After eighteen months of negotiations and a night of debate, the US Senate adopted, on Sunday, August 7, Joe Biden’s major “anti-inflation” plan centered on climate and health, providing a big win on the president’s stage, less than 100 days after the midterm elections .
With just their vote, Democrats have approved this plan, with investments totaling more than $430 billion (more than 420 billion euros), which will return next week to the House of Representatives for a final vote, before Mr Biden signs it into law. .
The The US President welcomed the newsSunday evening. “A lot of compromises had to be made. It always required doing important things.”He said in a statement. This bill will change America for decades to come.Immediately after the vote, the Senate Democratic leader, Chuck Schumer, was reassured to thunderous applause in his camp.
The largest investment made in the United States for the climate
All Republican senators voted against the text, renaming the Inflation Reduction Act, which they accused of generating unnecessary public spending. As a result of difficult negotiations with the right wing of the Democratic Party, this circumstance includes the largest investment committed in the United States for the climate – $370 billion to reduce greenhouse gas emissions by 40% by 2030.
With this fix, an American will get up to $7,500 in tax credits for buying an electric car. The installation of solar panels on its roof will be covered by 30%. This reform should also make it possible to strengthen the forests’ resilience to the fires ravaging the American West whose breeding is directly attributed to global warming.
Several billions of dollars in tax credits will also be offered to the industries that pollute the most in order to help them with the energy transition, a measure that the party’s left wing, which had to be behind this provision, has strongly criticized for not reaching it. More ambitious deal.
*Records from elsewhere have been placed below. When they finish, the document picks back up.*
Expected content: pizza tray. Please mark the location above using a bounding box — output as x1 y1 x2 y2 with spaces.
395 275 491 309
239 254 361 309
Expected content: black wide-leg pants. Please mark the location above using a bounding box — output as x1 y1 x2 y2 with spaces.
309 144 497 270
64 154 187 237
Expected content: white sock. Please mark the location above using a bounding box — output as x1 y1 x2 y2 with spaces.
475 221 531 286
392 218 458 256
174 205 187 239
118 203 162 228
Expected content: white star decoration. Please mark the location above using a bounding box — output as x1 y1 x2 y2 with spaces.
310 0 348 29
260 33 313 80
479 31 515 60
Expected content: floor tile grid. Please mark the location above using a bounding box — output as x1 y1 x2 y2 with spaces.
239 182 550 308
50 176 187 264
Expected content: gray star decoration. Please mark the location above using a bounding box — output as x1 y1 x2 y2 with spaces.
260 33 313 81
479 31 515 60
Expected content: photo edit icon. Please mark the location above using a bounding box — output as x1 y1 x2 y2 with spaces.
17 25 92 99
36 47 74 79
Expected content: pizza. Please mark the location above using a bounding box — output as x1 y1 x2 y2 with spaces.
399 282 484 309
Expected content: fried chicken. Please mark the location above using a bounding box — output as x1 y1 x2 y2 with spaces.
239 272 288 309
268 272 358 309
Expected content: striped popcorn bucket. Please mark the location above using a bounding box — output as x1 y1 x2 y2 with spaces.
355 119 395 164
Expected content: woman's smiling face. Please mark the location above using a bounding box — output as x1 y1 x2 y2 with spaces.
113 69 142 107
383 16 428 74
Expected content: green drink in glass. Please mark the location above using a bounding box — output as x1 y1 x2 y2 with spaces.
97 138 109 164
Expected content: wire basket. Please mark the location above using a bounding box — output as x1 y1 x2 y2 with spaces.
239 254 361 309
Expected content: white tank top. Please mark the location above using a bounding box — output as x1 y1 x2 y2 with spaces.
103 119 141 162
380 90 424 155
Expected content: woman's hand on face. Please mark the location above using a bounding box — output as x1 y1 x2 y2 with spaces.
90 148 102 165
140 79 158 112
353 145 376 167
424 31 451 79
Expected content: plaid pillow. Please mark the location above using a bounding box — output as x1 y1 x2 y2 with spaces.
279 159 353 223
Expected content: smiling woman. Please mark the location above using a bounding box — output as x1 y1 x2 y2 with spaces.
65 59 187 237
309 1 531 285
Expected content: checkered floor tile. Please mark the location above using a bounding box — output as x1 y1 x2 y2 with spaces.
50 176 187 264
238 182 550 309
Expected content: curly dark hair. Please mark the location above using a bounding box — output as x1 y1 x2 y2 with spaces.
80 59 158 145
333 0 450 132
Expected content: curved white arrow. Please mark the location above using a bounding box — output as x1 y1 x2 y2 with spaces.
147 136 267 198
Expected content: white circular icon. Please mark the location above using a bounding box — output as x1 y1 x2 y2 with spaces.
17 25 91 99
Too expensive for Republicans, not ambitious enough for left-wing Democrats
After coming to power with massive reform plans, Joe Biden saw them be buried, revived, and then buried again by a very moderate senator from his camp, Joe Manchin. In light of the weak Democratic majority in the Senate, the representative-elect of West Virginia, a state known for its coal mines, has a veto over his projects. At the end of July, the leader of the Senate Democrats was finally able to get a compromise from Mr. Manchin.
On Saturday, the senators finally began debating the text in the Orb of Blood. In the evening, they entered into a procedure called “Rama Vote”During which, for fifteen consecutive hours, elected officials proposed dozens of amendments and demanded a vote on each.
Opportunity for the Republican opposition, which considered the Biden plan too expensive, and the Democratic left, which wanted it more broadly, to present their grievances. The influential senator from the left, Bernie Sanders, made several amendments during the night that are supposed to enhance the social aspect of the text, which has been greatly curtailed in recent months.
“This bill does nothing to solve this problem.”
The text provides for $64 billion in investment in health and a gradual reduction in prices for some drugs, which could be up to ten times the cost of other wealthy countries. But progressives had to abandon their ambitions for free kindergarten, public universities, and better care for the elderly.
“Millions of retirees will still have rotten teeth and will not get the dentures, hearing aids or eyeglasses they deserve.”Mr. Sanders blasted off the bicycle. “This bill does nothing to solve this problem.”Reassured the former presidential candidate. But the Democratic camp, eager to implement this plan before the dangerous legislative elections in November and deliver a victory to the president, united and rejected the vast majority of the amendments.
Parallel to these massive investments, the bill aims to reduce the public deficit with a new minimum tax of 15% for all companies with profits exceeding $1 billion. It aims to prevent some large companies from using tax loopholes that have allowed them to pay well below the theoretical rate. It is estimated that the measure could generate more than $258 billion in US federal revenue over the next 10 years.